I have been playing ping pong for months. Actually, years. Great game when it’s just for fun. Super frustrating when I’m wrestling with truth.
The match is between chasing perfect and striving for holy living.
I often feel like I am being tested – will I listen? obey? choose God? Testing is hard to understand. It threatens to convince me that I have to earn His love. Ping.
But I don’t have to earn His love. I already have His love. Pong.
Maybe it’s not a test so much as a question. Will I give Him my love – do I want to be with Him? If so, it means being with someone who is holy. Which means agreeing to live a holy lifestyle. Ping.
But wait. That feels like trying to be perfect. Trying to measure up. And that seems impossible. I’ll never be perfect on earth. It’s not even my goal to complete. He already accomplished the goal of perfection for us. Pong.
For by one sacrifice he has made perfect forever those who are being made holy.
~Hebrews 10:14 (NIV)
Here’s the thing.
It’s not about becoming perfect or holy so that I can earn His love.
He loves me anyway.
He loves me so much that He will give me whatever path I choose.
I don’t have to live a holy life. But when I make unholy choices, He’s not there with me. Not because He left me alone or doesn’t love me, but because He just doesn’t participate in such things. The more time I spend doing unholy things, the more I feel the lonely distance between us. The more I miss Him.
So here I am, trying to close the distance, playing ping pong with the choices.
I need to be perfect.
No, I don’t.
I want to be holy.
What I really need are examples to ground me in truth so I can retire from ping-ponging. Lucky for me, that’s what this world is – one big spinning example of what we’re preparing for; it’s practice for eternity.
Isn’t every relationship an example of this choosing-a-way-to-live thing?
Let’s look at saying yes to a marriage proposal. We’re agreeing to live together in a certain way – a common lifestyle. Why? Because we want to spend our lives together. If my husband never wanted to walk on the beach with me, and I never wanted to ride bikes with him, we wouldn’t see each other much. If I didn’t value his opinion and enjoy his stories, and he didn’t want to hear about my latest epiphany, we wouldn’t know each other very well. If we never wanted to be around each other, the relationship would fizzle.

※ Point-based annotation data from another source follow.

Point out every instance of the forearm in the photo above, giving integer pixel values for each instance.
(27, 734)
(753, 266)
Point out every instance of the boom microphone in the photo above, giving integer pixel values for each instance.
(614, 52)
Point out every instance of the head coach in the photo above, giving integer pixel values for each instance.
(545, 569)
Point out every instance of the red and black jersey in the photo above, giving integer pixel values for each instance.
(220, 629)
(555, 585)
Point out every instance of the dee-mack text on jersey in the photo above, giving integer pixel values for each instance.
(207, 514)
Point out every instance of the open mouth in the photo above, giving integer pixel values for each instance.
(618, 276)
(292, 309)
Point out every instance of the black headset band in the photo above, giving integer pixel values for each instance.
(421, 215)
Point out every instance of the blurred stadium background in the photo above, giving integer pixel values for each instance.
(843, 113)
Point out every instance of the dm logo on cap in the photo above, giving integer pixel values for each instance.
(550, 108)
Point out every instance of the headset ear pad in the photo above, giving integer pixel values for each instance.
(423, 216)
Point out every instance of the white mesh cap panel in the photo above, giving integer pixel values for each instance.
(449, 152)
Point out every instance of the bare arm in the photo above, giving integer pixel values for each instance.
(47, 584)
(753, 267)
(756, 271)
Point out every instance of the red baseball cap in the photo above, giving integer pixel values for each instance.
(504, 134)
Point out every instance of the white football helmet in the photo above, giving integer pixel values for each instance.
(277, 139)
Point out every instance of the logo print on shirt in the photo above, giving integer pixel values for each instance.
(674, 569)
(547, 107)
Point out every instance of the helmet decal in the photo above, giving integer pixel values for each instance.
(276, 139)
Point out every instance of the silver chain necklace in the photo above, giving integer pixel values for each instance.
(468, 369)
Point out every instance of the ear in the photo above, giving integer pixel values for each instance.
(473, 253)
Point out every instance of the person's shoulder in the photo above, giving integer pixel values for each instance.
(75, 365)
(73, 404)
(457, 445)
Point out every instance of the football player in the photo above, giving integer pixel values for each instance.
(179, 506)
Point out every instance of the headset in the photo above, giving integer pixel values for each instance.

Same with choosing friends, jobs, churches, hobbies. Example after example of choosing who we want to spend time with, and the result of our choices becomes our lifestyle. The relationships last if they lead to a lifestyle that lines up with our values and beliefs.
The one relationship I crave above all others is a relationship with God. I choose Him. I want to be around Him. He is holy. So I am choosing to pursue a common lifestyle with Him – a holy lifestyle. We have practiced for this in all of our other relationship choices. We know what it means to commit. Do we understand what we are committing to?
He is offering an agreement to live together in a certain way. To be around Him more, to keep the relationship from fizzling, to be in His Presence – it means aligning my life with His. That is what I’m agreeing to when I say “I am Christian”. It means committing to the values and beliefs of Jesus Christ.
In the human world, we can usually make relationships work with people who have “similar” values and beliefs. We have our deal-breakers and we have the things we can tolerate. But I propose we are practicing for something more – something beyond human. So when I’m looking to have a relationship with the Creator of the entire universe, the King of all kings, it gets even more real than my best human relationships. It’s not just similar values and beliefs anymore, but HIS values and beliefs. I’m striving to spend time with Him, to be like Him, and He is holy.
I have to say it again, to keep my mind from going back to the ping pong table.
I am not striving to be holy so I can earn His love.
I am striving to be holy because I want to be in His Presence.
…Be holy because I, the Lord your God, am holy.
~Leviticus 19:2 (NIV)
Will I become holy just because I want to be around Him? No. I have made unholy choices for so long. There is much work and cleansing and changing ahead of me.
But I have hope and help – mainly because I was made for this lifestyle. It is part of how He created me, so I’m not trying to become something I’m not or chasing a lifestyle that will never fit me. I was designed to live a holy life in His presence. We all were.
How will we learn to align with Him and participate in His lifestyle? He gave us the Holy Spirit to guide us ever closer to His way of life; all we have to do is ask. He gave us authors who wrote down His instructions in the Bible to teach us the way to live; all we have to do is follow.
Therefore, as God’s chosen people, holy and dearly loved, clothe yourselves with compassion, kindness, humility, gentleness and patience.
I’m ready to put down my ping pong paddle.
I want to be around Him, to be like Him.
I’m done chasing perfect, because He makes me capable of holy.
Not to earn His love. To experience it.
Therefore, since we have these promises, dear friends, let us purify ourselves from everything that contaminates body and spirit, perfecting holiness out of reverence for God.
~2 Corinthians 7:1
3 thoughts on “Holy Ping Pong”
Yes my dear, sweet daughter. This place is not really our home. We will go home some day to be with our Father. So glad we will all be there. Love ya.
Really great post! I love the way to describe the struggle.